El resultado, por supuesto, de esa aplicación a todo de un criterio que, en el mejor de los casos, sólo debería servir para la producción de cosas banales (si es que tales “cosas banales” existen), es una humanidad de “todo a cien”. Es, a la larga, la muerte de lo humano. Es el “paraíso” (o el infierno) marxista dócilmente, entusiastamente, construido por manos liberales.
La aplicación a la vida de los criterios industriales y comerciales, y de la versión de la justicia y de los derechos humanos correspondiente a esos criterios, está acabando con el bien más precioso, indispensable y frágil de una sociedad, que es el matrimonio. Por primera vez en la historia conocida, de cualquier cultura, el matrimonio ya no tiene en España protección legal. Por supuesto, las leyes inicuas recientemente promulgadas entre nosotros no son las que están acabando con él.
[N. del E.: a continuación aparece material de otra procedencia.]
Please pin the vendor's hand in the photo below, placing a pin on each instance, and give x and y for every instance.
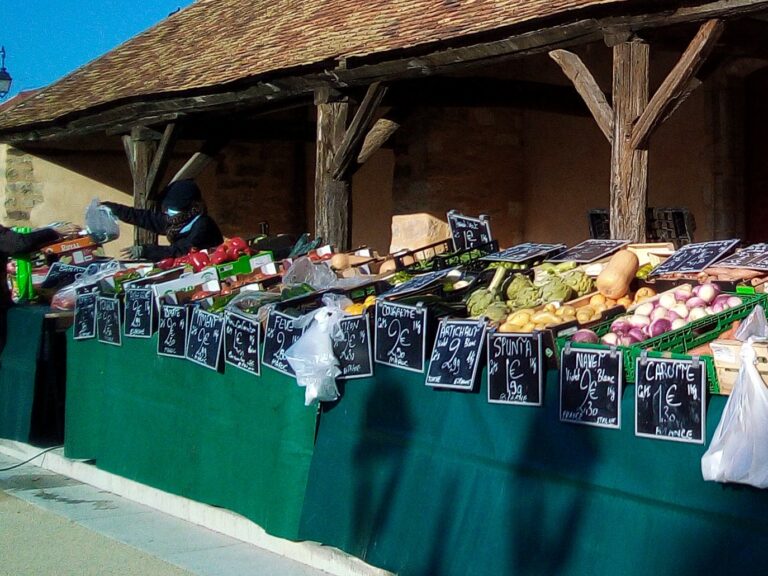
(67, 229)
(132, 252)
Hollywood, las televisiones, las empresas de publicidad, incluso la concepción del trabajo y de la empresa dominante en nuestra cultura, llevaban mucho tiempo adelantando el trabajo. Incluso es posible que nosotros –quiero decir la Iglesia– tal vez tengamos más responsabilidad que nadie, por no haber desenmascarado a tiempo los supuestos antropológicos, y los enormes intereses económicos y políticos, que han servido para justificar la degradación permanente del matrimonio, desde hace muchas décadas, en la sociedad secular moderna, sea liberal o socialista. Ya antes, la aplicación a la vida de esos criterios industriales y comerciales de eficiencia y del mayor “beneficio” posible había acabado con la maternidad y la paternidad. Por eso la aplicación de esos criterios a lo humano es constitutivamente genocida. Y posiblemente racista, ya que el genocidio se basa en la confianza de que hay suficientes reservas de humanidad desesperada como para conseguir que las máquinas no se detengan y los beneficios no disminuyan.
El método de Dios, en cambio, es el derroche. El método de Dios es el exceso, la sobreabundancia, la gratuidad. Como en esa deliciosa película sobre la gracia que es “El festín de Babette”. El derroche en la creación es evidente. La creación es eso, un puro derroche de don de Si y de ser. Todos los años, sólo en una pequeña montaña perdida que el turismo no ha destrozado aún, se “pierden” unos cuantos billones de flores bellísimas sin que nadie les haga publicidad ni las explote. Existen sólo para proclamar que la existencia es buena, que todo ser, aun el más efímero, es una participación en el Ser y un milagro de la gratuidad divina. El método de Dios es el derroche, y pudiera suceder que, si bien se piensa, si se piensa hasta el fondo, también en la vida humana (hecha a imagen de Dios) fuera verdad esta paradoja: que sólo la gratuidad y la misericordia hacen justicia, que sólo el derroche es verdaderamente eficiente. Que sin la gratuidad, la vida muere.
“Donde abundó el pecado, sobreabundó la gracia”. Sobraron doce cestas. Sobró vino en la boda de Caná. Sobra siempre, y sobra siempre con abundancia, el amor y la misericordia, disponible para quien quiera venir a beber. Y por lo tanto, mana siempre un caudal abundante en la fuente de la alegría.